Aurora was previously penalised almost $5 million by the High Court for breaches of its network quality standards across 2016-2019. The Commission considered the full range of enforcement responses, including seeking further penalties, but ultimately chose to warn Aurora for its breach in 2020 noting:
Aurora’s 2020 breach was largely inevitable due to its conduct in the years leading up to its earlier breaches, for which it had already been penalised;
the previous penalties against Aurora act as a deterrent to similar underinvestment by Aurora or other suppliers in the future, and an additional penalty would not significantly strengthen this deterrence; and
Aurora had already made significant investment to remedy the situation and committed to continuing to invest in its network supported by its June 2020 application for a customised price-quality path.
The Commission acknowledges the serious impact the outages had on Aurora’s consumers. The Commission is monitoring Aurora more closely as part of detailed reporting requirements placed on it as part of the customised price-quality path that was set for Aurora in 2021. The first tranche of reporting against these requirements was published by Aurora on 31 March 2022 and is available here.
Background
Aurora is regulated under Part 4 of the Commerce Act as one of 30 suppliers of electricity lines services in New Zealand. The Commission regulates Aurora by requiring it to publicly disclose information on its network and performance, as well as by capping the amount of revenue it can recover from consumers and setting the minimum standard for the quality of service it must provide.
At the time of the breaches of its quality standards, Aurora was subject to the default price-quality path, a set of revenue requirements and quality standards that apply across price-quality regulated suppliers by default. Where a supplier considers that these requirements and standards do not meet its particular circumstances, it can apply to the Commission to have its requirements and standards customised.

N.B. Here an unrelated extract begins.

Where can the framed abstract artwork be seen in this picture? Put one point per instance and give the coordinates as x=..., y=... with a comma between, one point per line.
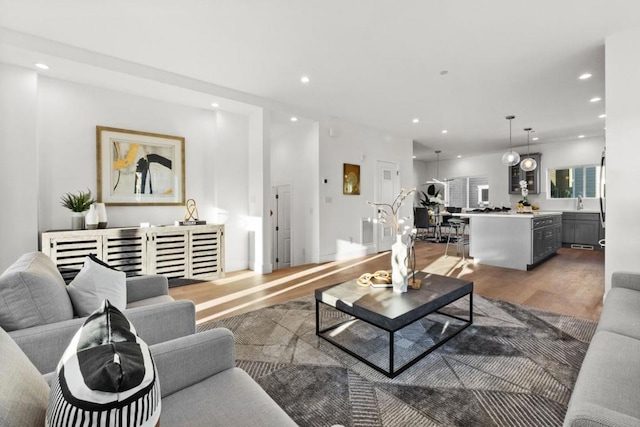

Aurora applied for a customised price-quality path in June 2020 seeking additional revenues to fix, upgrade, maintain and operate its electricity lines network and a lower reliability standard while it carried out this work. In March 2021, the Commission set a customised price-quality path for Aurora allowing it to recover a total of up to $563.4 million from customers over five years, and set quality standards, which were reasonably achievable but also required Aurora to arrest the deterioration of the reliability of its network.